The promise to amend the Olympic Charter to “better articulate human rights responsibilities” (Action 1.1, p.27) can have considerable legal consequences, depending on the outcome and wording of that amendment. It could open up widely the possibility to challenge before the CAS the decisions of the IOC, and beyond of the members of the Olympic movement, on the basis of human rights. This is not, per se, a guarantee that the CAS, which has until now engaged in a very benevolent review of decisions of SGBs on the basis of human rights, will actively embrace this opportunity. Nevertheless, it is a necessary condition for human rights to be more systematically employed to hold accountable the members of the Olympic Movement and challenge their policies. As such, it does not, however, solve other issues, such as the question whether rights-holders external to the Olympic Movement but potentially adversely impacted by it have legal standing under the Olympic Charter (this problem has been discussed in more detail here). Unfortunately, the strategy also does not say much about alternative ways for rights-holders to claim their rights and access remedies. It does not include the objective to remedy human rights harms and instead only the plan to strengthen existing reporting mechanisms in the context of safeguarding (Action 8.1, p.35).
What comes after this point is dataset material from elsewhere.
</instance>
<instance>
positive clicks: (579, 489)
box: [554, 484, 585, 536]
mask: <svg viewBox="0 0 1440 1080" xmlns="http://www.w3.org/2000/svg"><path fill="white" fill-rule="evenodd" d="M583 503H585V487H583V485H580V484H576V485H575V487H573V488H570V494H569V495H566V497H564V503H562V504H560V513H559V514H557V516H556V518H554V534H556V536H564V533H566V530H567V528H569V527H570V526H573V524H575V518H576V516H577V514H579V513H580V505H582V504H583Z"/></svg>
Ultimately, it is uncertain at this point whether this Strategic Framework will mark a fundamental point of inflexion in the way in which the IOC governs the Olympic Movement and awards and oversees the organization of the Olympic Games. While on paper it contains many commitments which could affect the governance processes of the organisation, much will depend in practice on how these commitments will be implemented. Will the IOC dedicate the necessary resources and rewards for human rights to be taken seriously inside its organisation? How will the IOC conduct HRDD? Who will be consulted (and how) in the process of doing this HRDD? Will the IOC’s Human Rights Advisory Committee be sufficiently independent to hold it accountable? If yes, will it have the space and time necessary to be effective or will it soon be dismantled like the FIFA Human Rights Advisory Board? Will the human rights criteria to select host cities really gain bite or will they remain merely incantations? Can these human rights commitments overcome the fundamental governance flaws that plague the IOC, and in particular the lack of democratic legitimacy and representativeness of its executives? Time and research will help answer many of these questions.
For now, we can say for sure that after the publication of this framework it will be increasingly difficult to argue that human rights are not part of lex sportiva and applicable to SGBs, as for example the World Athletics did after the Caster Semenya award. A few years ago, the late Prof. John Ruggie referred to his work advising FIFA to adopt and implement human rights commitments as “adding human rights punch to the lex mercatoria”, he probably should have referred in his title to lex sportiva. In any event, the IOC’s Strategic Framework follows a similar path, the fundamental question being how strong the punch will ultimately be.